A simple model inspired by the „Digital Transformation Model“ by Alain Veuve, to explain the necessity for personal change, in order to keep up with the technological developments.
As new technologies emerge, they are initially adopted by early innovators and gradually by the rest of the majority, transitioning from trends to industry standards. The degree of adoption of new technologies by the industry resembles a wave, it starts slow and then increases rapidly.
The industry is changing and so does the skill-set required from professionals in order for them to remain competitive in the market. The main body of the work force typically reacts with delay on new technologies. As the degree of adoption of new technologies by the industry increases, it reaches a critical point and the work force rapidly transforms to follow the industry’s needs. If the local workforce cannot keep up with the changes, the industry will look for professionals outside the local borders.
Each one of us has a different ability to adapt to change. The personal price we have to pay to keep up with change depends on our personal adaptability and the moment we choose to change. The personal adaptability is the ability to easily adapt to change and varies from person to person. In general, our personal adaptability is not always enough to keep up with the rate at which technological developments are happening and this leads to a personal skills debt. The debt increases by time and if we delay the change too long, it may exceed our ability to transform. The earlier we recognize the need for change, the easier we can manage our personal skills dept.
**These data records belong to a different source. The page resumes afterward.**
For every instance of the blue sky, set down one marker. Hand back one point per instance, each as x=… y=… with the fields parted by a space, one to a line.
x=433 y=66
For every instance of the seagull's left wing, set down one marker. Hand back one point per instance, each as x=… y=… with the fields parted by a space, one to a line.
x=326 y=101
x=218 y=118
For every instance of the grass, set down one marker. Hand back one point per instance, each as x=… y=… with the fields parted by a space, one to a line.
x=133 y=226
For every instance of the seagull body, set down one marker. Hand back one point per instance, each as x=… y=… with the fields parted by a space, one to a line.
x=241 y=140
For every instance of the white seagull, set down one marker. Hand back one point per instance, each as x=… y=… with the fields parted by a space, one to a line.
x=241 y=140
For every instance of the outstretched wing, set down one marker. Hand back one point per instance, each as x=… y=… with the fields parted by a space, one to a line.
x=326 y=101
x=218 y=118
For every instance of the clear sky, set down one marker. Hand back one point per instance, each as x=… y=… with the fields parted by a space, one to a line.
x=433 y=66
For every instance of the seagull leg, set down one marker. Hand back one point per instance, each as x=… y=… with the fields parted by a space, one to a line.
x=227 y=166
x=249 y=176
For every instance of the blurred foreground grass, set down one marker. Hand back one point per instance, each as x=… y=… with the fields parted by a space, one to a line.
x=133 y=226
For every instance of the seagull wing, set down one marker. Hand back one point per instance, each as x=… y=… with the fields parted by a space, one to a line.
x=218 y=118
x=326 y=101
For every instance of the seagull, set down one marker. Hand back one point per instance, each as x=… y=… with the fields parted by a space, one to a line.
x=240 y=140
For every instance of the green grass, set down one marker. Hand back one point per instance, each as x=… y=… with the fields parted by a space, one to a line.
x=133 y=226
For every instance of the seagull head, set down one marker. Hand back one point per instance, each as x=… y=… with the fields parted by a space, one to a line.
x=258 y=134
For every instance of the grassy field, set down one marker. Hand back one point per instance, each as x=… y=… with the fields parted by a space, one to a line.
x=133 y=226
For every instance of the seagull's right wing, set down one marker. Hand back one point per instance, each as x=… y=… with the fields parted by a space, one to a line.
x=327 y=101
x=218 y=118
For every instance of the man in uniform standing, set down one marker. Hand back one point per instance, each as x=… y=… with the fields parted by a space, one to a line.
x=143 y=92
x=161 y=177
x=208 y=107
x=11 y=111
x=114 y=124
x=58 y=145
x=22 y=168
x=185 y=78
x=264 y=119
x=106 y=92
This is a continuous, never ending effort, that requires us to move outside our own comfort zone.
There will always be parts of the workforce that will not follow the market changes. There are various reasons for this, for example because it is more comfortable to keep things as they are and people naturally tend to resist change, or because parts of the workforce do not have access to the means required to achieve the change. Eventually this part of the workforce will be overwhelmed by the developments and will have difficulty remaining competitive.